Thursday, April 19, 2012

Happy Dumpster Day!

I use instagram to take photos of dumpsters! Follow me at jooshanoosh.
My favorite holiday happens in the spring. No, it is not Easter, despite the amazing candy. It's not Arbor Day, with its....trees. And it is certainly not Groundhog day, because I find groundhogs incredibly creepy.

Its Salt Lake Counties Dumpster Delivery Day. See, once a year, the good folks at Salt Lake County Special Service station dumpsters throughout the neighborhoods of the city. The leave the dumpster for the day and then take it away. You have the whole day to fill it up with as much crap as you possibly can.

Like any good holiday, there is a bit of mystery around it. You don't know for sure which day they will be coming until a few day's before when you get this baby in the mail:
It's like a little pink postcard of joy. Then there is the mystery of where they will put the dumpster. Will it be conveniently located in front of my yard? Will it be super inconvenient and across the street and down a few doors? (That's a bad Dumpster Day when that happens.) I've actually seen people camp out in their yards so that when the trucks arrive they can flag them down and direct them to a prime location. It is kind of like camping out for a parade, except instead of throwing candy, they drop of large dumpsters.

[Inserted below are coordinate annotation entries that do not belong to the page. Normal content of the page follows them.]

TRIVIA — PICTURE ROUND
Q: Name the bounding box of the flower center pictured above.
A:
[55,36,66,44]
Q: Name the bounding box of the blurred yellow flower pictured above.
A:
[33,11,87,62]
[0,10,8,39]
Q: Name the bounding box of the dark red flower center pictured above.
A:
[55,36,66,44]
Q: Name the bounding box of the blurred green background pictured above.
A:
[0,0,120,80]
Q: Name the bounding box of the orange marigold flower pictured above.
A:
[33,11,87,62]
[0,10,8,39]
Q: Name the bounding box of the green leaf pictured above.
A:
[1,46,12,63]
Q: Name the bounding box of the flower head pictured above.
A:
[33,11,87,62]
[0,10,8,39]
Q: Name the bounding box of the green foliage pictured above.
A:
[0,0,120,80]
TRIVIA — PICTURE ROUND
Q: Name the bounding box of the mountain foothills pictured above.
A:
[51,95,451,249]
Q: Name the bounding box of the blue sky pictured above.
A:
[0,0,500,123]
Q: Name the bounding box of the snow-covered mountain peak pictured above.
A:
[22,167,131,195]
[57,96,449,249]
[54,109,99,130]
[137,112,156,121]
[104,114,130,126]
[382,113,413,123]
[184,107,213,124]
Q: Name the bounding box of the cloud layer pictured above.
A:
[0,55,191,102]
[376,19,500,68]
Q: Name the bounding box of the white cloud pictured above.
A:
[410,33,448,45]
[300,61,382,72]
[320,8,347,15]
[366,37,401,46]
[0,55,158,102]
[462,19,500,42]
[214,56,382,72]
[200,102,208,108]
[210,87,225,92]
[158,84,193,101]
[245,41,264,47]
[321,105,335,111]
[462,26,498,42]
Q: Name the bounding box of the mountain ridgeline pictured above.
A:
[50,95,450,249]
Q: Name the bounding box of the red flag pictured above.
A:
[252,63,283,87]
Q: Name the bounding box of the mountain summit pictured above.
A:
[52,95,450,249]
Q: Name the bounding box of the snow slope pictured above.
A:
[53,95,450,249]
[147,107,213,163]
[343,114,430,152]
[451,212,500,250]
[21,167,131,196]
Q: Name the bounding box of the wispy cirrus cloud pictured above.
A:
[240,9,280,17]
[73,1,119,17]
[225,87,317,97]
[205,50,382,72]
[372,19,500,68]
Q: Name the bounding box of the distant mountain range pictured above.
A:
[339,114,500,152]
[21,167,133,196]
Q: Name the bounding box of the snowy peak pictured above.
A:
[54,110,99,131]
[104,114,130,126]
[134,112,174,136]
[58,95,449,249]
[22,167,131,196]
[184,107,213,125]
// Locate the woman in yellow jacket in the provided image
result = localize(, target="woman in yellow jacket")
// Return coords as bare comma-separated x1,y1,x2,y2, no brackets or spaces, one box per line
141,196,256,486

I don't know why throwing things away brings me so much joy, but it does. I could never be a hoarder. I just don't have that "well this might be useful someday" gene. Just like the Dixie Chicks said, I like wide open spaces.

And because of that, Dumpster Day is a day of celebration. I literally clapped when I pulled onto my street after work yesterday and saw it lined with dumpsters. My brother-in-law, who feels the same way about Dumpster Day as I do, takes the day off work so he has a full 24 hours to throw junk out. There is a sense of community as all the neighbors are outside cleaning up their yards and sneaking boxes of their kids' old toys out to throw away. Yes, occasionally a fight breaks out when someone has filled the dumpster too quickly before the neighbors they share it with have had a chance to throw their stuff away. And sure, there are the creepy scavengers that drive around looking for stuff to scavenge and hollering at you "You throwin' away any car batteries?" But all of that adds to the celebration and charm of the holiday.

As I write this, the dumpster fairies (note: sanitation workers do not approve of being called "fairies") are loading this years dumpster onto the back of their magical dump truck, to whisk it off to an enchanted landfill somewhere. And I sit in a house that has a few less boxes of Happy Meal toys and a yard with nicely pruned trees and watch. Until next year, Dumpster Day. Until next year.